The Changed by Dee Caples -- Chapter 4

When Pericles rescues a human female from nomads he risks the wrath of his fellow genetic mutants who have done their best to avoid mankind. Worse yet, Danna has tripped the trigger of Dancy, the sociopath mayor of Dirty Town, by stealing from him. In this steampunk tale of revenge, there will be a duel in the desert and only one faction will come out the winner. 

Chapter One

Chapter Two

Chapter Three


Division of Spoils

Cobby had been the first to get back to the warehouse and when Pericles arrived he found a hullabaloo going on over the motorcycle. Everyone was impressed, even if they thought it stunk. Manda unscrewed the gas cap and her nose wrinkled. “This doesn’t smell like gas,” she remarked.

“I think it’s modified to run on just about anything,” Pericles said. He got down and inspected the battery. “This is powered by solar cells. If any of our cans still hold viable fuel these will be a great help.”

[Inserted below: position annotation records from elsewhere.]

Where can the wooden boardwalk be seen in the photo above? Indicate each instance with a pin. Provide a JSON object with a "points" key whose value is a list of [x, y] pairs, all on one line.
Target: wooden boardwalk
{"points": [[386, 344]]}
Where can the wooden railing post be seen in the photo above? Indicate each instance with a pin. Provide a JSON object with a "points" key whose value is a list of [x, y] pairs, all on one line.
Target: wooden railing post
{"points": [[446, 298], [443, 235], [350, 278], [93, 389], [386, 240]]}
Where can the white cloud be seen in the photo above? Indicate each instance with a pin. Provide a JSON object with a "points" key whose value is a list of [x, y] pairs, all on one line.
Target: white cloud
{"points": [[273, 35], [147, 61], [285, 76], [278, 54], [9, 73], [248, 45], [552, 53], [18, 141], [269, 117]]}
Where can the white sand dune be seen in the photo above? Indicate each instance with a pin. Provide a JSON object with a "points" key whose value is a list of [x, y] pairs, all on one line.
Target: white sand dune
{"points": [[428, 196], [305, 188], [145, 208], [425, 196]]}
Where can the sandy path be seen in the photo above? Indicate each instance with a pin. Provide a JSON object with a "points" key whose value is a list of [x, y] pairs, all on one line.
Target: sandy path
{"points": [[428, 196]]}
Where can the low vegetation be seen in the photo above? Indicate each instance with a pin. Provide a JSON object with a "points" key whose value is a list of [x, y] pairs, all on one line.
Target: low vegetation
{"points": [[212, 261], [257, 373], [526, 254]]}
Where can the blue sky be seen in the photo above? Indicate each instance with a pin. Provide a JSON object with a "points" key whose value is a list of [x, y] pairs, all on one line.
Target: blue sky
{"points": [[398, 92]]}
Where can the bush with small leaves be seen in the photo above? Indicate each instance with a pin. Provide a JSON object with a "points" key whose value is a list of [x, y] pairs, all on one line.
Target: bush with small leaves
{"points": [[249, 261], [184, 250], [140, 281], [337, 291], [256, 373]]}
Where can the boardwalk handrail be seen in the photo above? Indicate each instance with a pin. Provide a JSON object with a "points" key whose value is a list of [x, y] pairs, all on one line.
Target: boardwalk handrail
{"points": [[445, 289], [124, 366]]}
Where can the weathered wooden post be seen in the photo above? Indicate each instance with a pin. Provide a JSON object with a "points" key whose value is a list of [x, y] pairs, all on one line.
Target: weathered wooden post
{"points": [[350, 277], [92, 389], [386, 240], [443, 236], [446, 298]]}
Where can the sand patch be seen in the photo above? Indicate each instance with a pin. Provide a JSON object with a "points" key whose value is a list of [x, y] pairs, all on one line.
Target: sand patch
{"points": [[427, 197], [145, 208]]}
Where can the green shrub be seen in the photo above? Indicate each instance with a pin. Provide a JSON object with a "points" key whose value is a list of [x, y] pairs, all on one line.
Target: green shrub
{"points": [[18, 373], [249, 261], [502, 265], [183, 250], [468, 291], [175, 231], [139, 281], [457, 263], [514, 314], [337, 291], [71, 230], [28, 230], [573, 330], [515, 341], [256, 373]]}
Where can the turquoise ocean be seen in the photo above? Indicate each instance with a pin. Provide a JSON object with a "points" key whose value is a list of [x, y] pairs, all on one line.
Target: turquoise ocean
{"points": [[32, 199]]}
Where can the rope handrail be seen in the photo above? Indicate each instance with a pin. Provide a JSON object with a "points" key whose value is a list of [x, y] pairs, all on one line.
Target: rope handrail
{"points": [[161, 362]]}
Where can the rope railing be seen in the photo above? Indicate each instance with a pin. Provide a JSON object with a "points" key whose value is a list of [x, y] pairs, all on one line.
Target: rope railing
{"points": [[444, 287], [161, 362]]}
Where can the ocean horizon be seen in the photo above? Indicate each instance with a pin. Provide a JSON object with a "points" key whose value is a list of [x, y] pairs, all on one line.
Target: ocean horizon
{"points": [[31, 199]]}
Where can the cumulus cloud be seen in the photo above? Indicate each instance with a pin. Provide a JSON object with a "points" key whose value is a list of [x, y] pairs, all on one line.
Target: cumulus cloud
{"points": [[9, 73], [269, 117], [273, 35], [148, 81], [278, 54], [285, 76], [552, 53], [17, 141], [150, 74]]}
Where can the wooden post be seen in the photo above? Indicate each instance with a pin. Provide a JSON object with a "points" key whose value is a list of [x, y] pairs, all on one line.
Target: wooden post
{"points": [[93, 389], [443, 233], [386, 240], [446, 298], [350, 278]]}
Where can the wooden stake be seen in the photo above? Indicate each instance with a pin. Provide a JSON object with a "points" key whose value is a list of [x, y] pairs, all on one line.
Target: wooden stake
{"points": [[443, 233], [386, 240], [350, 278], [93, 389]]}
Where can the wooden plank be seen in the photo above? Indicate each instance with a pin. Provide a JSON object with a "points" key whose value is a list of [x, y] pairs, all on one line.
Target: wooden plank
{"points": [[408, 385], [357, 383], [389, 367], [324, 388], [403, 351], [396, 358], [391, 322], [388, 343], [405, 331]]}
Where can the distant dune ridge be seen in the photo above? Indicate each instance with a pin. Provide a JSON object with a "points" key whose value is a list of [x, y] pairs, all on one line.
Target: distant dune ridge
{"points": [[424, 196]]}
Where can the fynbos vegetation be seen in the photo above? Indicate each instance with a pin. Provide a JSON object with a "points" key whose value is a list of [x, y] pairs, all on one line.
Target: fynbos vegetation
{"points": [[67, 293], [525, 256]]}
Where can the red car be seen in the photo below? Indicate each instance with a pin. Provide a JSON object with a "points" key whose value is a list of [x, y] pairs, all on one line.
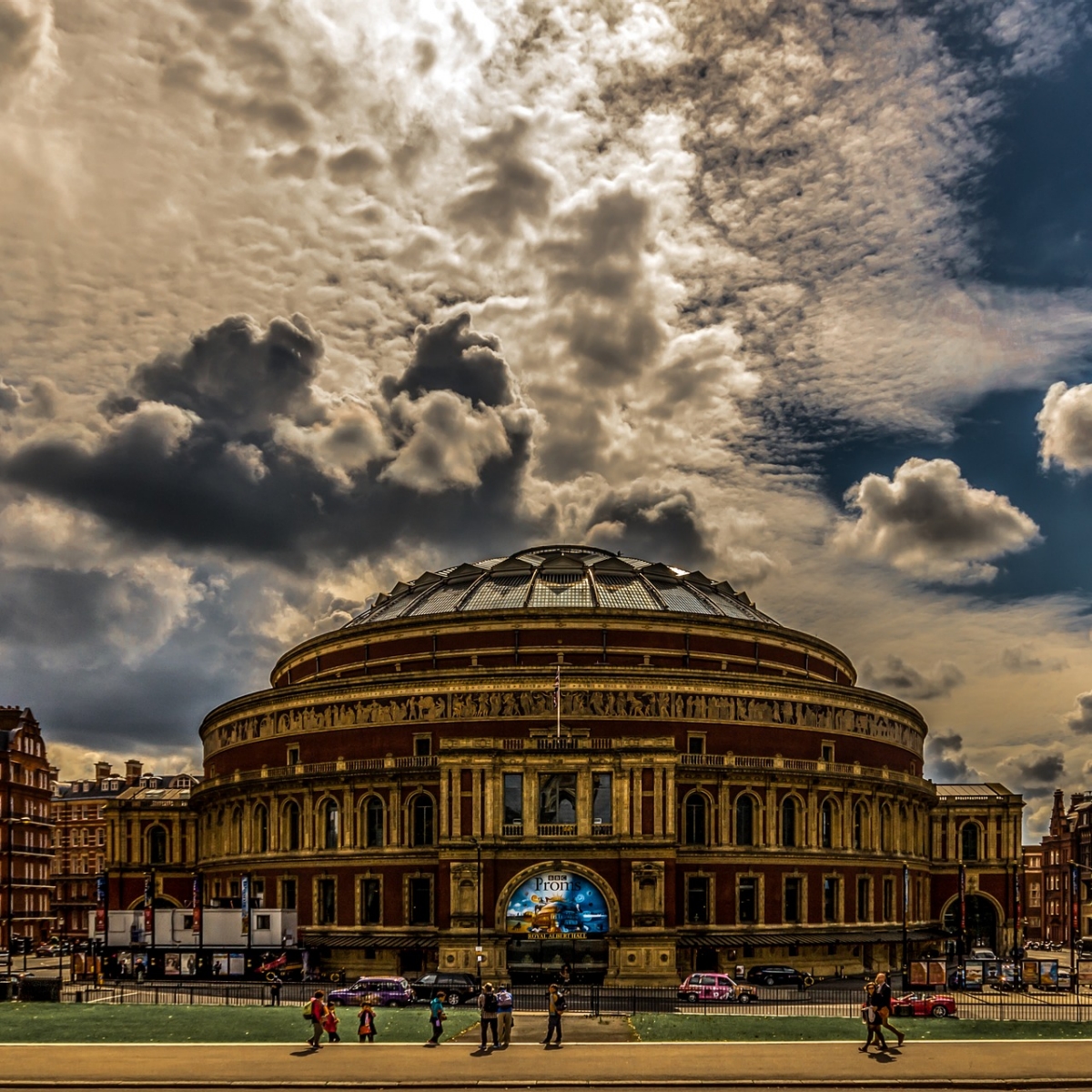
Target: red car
{"points": [[924, 1005]]}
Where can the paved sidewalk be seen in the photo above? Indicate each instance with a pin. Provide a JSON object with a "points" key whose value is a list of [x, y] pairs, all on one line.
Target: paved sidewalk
{"points": [[1041, 1064]]}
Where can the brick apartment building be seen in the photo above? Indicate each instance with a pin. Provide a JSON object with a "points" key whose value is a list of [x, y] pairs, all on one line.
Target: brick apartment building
{"points": [[25, 830]]}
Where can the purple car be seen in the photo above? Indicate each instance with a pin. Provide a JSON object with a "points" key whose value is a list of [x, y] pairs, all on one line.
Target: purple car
{"points": [[381, 991]]}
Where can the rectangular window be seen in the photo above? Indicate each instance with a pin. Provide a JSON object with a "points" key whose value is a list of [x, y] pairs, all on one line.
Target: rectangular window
{"points": [[863, 894], [513, 800], [697, 900], [420, 900], [288, 895], [328, 902], [792, 898], [747, 902], [557, 798], [830, 899], [602, 803], [371, 912]]}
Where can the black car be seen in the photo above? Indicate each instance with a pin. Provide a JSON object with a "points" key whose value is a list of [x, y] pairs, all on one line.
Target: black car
{"points": [[459, 987], [774, 975]]}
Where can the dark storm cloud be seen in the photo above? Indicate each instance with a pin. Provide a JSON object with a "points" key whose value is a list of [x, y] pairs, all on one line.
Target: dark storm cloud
{"points": [[225, 446], [656, 525], [945, 762], [452, 358], [896, 676]]}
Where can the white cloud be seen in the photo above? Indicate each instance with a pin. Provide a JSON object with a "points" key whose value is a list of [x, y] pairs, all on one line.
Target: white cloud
{"points": [[929, 522], [1065, 424]]}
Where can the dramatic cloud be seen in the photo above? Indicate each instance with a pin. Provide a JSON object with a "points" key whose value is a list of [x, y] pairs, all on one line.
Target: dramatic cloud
{"points": [[1065, 424], [898, 677], [1080, 719], [945, 760], [927, 521], [232, 446]]}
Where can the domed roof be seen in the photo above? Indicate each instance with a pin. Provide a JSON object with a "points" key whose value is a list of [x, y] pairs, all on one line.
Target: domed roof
{"points": [[580, 578]]}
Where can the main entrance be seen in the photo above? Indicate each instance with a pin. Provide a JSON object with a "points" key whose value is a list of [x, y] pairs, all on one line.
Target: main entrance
{"points": [[557, 926]]}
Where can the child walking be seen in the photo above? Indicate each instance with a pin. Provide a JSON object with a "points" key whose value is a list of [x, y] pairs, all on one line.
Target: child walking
{"points": [[330, 1024], [367, 1018]]}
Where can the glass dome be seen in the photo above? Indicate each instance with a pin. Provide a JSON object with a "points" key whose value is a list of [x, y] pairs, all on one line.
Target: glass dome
{"points": [[571, 578]]}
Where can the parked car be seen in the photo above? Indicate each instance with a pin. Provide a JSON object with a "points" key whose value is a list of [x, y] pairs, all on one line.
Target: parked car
{"points": [[771, 975], [924, 1005], [459, 987], [715, 987], [391, 991]]}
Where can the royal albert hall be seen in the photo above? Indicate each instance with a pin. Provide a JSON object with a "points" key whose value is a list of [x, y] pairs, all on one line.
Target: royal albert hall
{"points": [[714, 789]]}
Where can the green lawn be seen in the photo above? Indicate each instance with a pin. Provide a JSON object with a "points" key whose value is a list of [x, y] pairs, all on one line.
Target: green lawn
{"points": [[753, 1029], [43, 1022]]}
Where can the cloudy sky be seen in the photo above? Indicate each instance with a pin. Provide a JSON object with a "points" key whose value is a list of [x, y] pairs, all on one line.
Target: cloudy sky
{"points": [[298, 298]]}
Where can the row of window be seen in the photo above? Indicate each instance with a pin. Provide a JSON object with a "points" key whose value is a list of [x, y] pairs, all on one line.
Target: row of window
{"points": [[751, 900]]}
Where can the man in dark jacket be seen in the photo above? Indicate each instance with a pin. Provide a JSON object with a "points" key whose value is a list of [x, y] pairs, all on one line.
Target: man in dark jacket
{"points": [[883, 1000]]}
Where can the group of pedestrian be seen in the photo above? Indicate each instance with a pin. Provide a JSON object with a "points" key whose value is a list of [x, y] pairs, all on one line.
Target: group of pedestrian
{"points": [[323, 1018], [876, 1013]]}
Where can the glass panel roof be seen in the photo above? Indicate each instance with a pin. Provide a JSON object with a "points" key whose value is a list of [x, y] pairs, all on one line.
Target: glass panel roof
{"points": [[561, 590], [497, 593], [562, 578], [625, 593]]}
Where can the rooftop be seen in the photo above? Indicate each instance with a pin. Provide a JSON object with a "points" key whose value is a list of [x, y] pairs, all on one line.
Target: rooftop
{"points": [[562, 578]]}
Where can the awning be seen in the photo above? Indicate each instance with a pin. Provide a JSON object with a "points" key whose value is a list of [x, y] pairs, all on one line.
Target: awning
{"points": [[888, 936], [319, 938]]}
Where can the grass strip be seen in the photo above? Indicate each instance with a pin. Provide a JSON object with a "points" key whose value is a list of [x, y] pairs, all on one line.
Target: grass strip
{"points": [[44, 1022]]}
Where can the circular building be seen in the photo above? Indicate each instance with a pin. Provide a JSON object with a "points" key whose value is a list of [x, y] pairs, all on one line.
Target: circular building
{"points": [[571, 757]]}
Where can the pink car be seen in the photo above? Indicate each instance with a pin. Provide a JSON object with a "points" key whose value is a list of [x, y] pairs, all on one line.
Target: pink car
{"points": [[715, 987]]}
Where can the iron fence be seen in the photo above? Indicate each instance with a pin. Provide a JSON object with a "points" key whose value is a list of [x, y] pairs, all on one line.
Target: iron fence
{"points": [[844, 1002]]}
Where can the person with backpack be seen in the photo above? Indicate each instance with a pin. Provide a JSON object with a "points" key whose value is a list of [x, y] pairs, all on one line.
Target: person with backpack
{"points": [[316, 1011], [557, 1006], [487, 1013], [436, 1018], [505, 1005]]}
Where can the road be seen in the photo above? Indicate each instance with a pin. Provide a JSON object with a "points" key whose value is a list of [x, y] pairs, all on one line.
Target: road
{"points": [[458, 1065]]}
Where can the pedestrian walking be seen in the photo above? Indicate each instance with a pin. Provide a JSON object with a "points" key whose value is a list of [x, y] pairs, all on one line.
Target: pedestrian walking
{"points": [[505, 1005], [884, 1004], [487, 1013], [367, 1022], [556, 1005], [437, 1016], [872, 1019], [316, 1011], [330, 1022]]}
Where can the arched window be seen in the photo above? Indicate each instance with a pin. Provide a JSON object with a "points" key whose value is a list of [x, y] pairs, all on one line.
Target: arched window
{"points": [[292, 825], [423, 819], [885, 829], [238, 831], [331, 824], [157, 845], [969, 841], [789, 812], [694, 813], [261, 829], [827, 824], [745, 819], [860, 827], [374, 823]]}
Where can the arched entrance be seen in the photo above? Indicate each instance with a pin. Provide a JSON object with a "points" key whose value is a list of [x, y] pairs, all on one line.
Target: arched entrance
{"points": [[982, 922], [557, 920]]}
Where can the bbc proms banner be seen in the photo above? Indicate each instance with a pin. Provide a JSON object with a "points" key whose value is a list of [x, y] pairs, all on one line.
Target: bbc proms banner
{"points": [[555, 904]]}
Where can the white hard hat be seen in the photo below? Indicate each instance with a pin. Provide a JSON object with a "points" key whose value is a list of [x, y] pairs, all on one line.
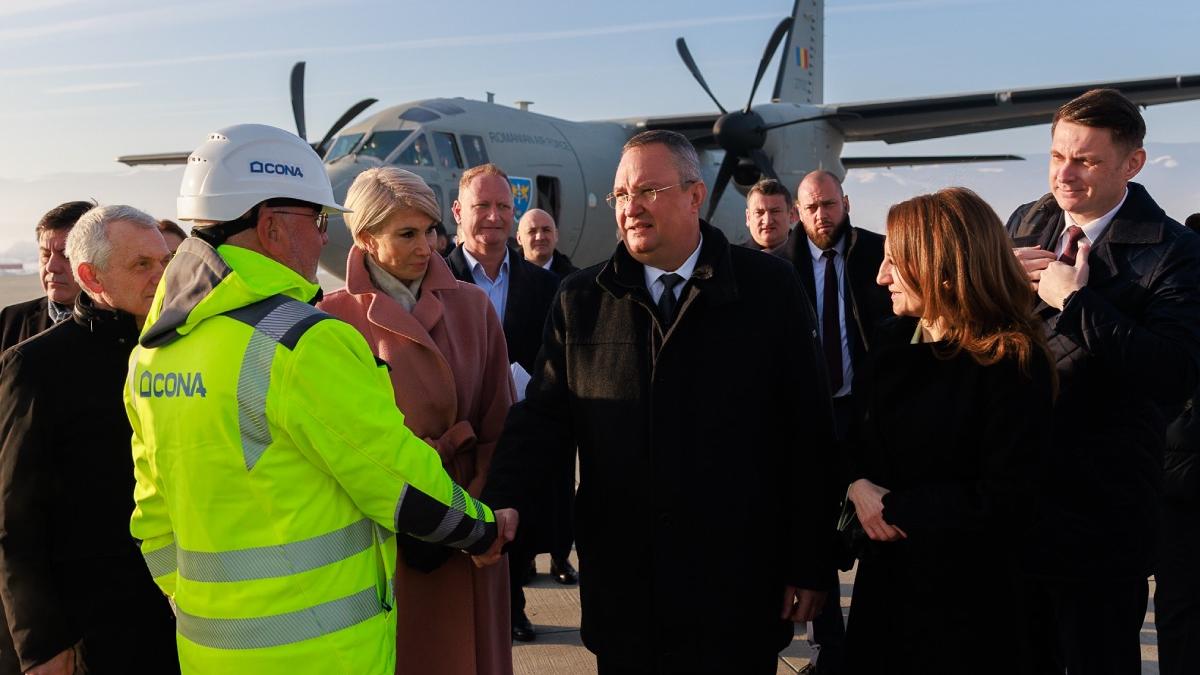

He saw that the smallest were asleep on top of and under the desks, curled into the open-front crates. The older children came forward to ooh and ahh over the solar-powered headlights of the buggy. They climbed over it and hastily untied the bodies so they could begin skinning them. Pericles killed the lights and the skinners complained. “We must conserve the batteries. The last thing we need is to have it in the sunlight charging when we need the battery the most.” Grumbling about dirt getting on the meat, they drug the bodies outside to dress them by starlight.

“This is a fine thing,” Kellus said, circling the buggy. His shortened snout flared and his tongue snaked out to lick a smear of blood. Making a face, he spit and pointed at the street fighter being dragged away. “That one is not fit to eat! He’s been feeding on his own kind and it’s ruined him.”

Pericles helped unpack the things he’d taken and joined them to the pile growing at Kellus and Manda’s feet. Manda lifted the thick piece of leather that had a bag at either end and dumped it out. A canteen, a spool of wire and a bottle tumbled out. Kellus caught the bottle handily before it could shatter. He unscrewed the lid and sniffed. “Ug! I think it’s alcohol. Menius!”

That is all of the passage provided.